The Salvation Army isn't quite as bad, they only paid their CEO $175,050 in 2004. No doubt, they have all kinds of excuses to justify such outrageous salaries; but no one needs that kind of salary, and it is certainly unbecoming of a so-called “charitable organization.” I realize that top executives are often paid high salaries for their fund-raising abilities and expertise; yet, it's just inconsistent with all the plethora of ads we see begging for our donations, which might mean “life or death to some child.” If that's the case, just think how many more children's lives could be saved if the CEO's of these fat cat charities were to give back 80% of their salary, God forbid, and actually have to live on $75,000 a year! My, oh my, how would they survive?

What gets me is that a charitable organization can actually pay their CEO $375,000 a year and still be rated by the BBB as a great company. Not in my book! The BBB is a joke in America! Many companies who support the BBB are given preferential treatment. In my opinion, you can't trust information from the BBB, nor from America's big charities.
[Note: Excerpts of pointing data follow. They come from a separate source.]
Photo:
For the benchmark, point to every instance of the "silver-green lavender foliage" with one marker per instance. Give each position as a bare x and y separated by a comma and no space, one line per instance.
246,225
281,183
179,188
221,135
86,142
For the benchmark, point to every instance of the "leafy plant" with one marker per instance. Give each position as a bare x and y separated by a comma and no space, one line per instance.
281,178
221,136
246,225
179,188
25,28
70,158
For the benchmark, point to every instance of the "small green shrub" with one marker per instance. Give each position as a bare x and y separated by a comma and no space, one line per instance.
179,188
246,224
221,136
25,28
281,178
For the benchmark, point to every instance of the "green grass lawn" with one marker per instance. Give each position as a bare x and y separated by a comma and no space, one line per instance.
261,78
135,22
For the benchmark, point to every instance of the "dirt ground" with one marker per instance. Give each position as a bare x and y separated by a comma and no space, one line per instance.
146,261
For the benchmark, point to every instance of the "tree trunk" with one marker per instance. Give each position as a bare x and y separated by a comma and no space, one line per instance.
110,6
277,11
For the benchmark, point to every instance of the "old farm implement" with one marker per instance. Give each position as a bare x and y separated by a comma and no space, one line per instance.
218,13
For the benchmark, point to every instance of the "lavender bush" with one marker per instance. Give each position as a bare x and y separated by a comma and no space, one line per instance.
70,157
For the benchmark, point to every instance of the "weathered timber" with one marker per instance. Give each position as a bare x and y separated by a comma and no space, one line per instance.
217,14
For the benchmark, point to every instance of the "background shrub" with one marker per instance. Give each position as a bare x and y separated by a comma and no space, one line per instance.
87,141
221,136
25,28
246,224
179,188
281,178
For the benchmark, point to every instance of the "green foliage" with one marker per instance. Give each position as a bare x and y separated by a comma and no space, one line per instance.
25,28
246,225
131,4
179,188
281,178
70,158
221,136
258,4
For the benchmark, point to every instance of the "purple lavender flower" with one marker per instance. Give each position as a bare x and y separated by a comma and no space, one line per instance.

Red Cross and United Way are even worse. The top CEO at Red Cross pulled down a $651,957 salary in 2003! According to Forbes, United Way's top executive made $629,950 in 2004! Why do people support these fat cat charities?

A lot of people give money to charities to boost their public image, feel good about themselves or to find a tax write-off. It is a sore evil in America. While an estimated 18,000 children continue to starve to death daily throughout the world, and others eat bugs to survive, America's biggest charities continue to pay their top executives outrageous salaries. It is a false balance in God's eyes. Few people realize these days that America's charities have become lucrative businesses.

My advice to people is to find some poor person and give the money directly to them. There are many poor people today, and others who have lost their jobs, or are homeless, and you can be a blessing to them directly. And best of all, you know that 100% of the money is going to charity, and not helping to pay someone's $600,000 salary! Really, it is insane to pay someone that kind of money in a so-called “charity.”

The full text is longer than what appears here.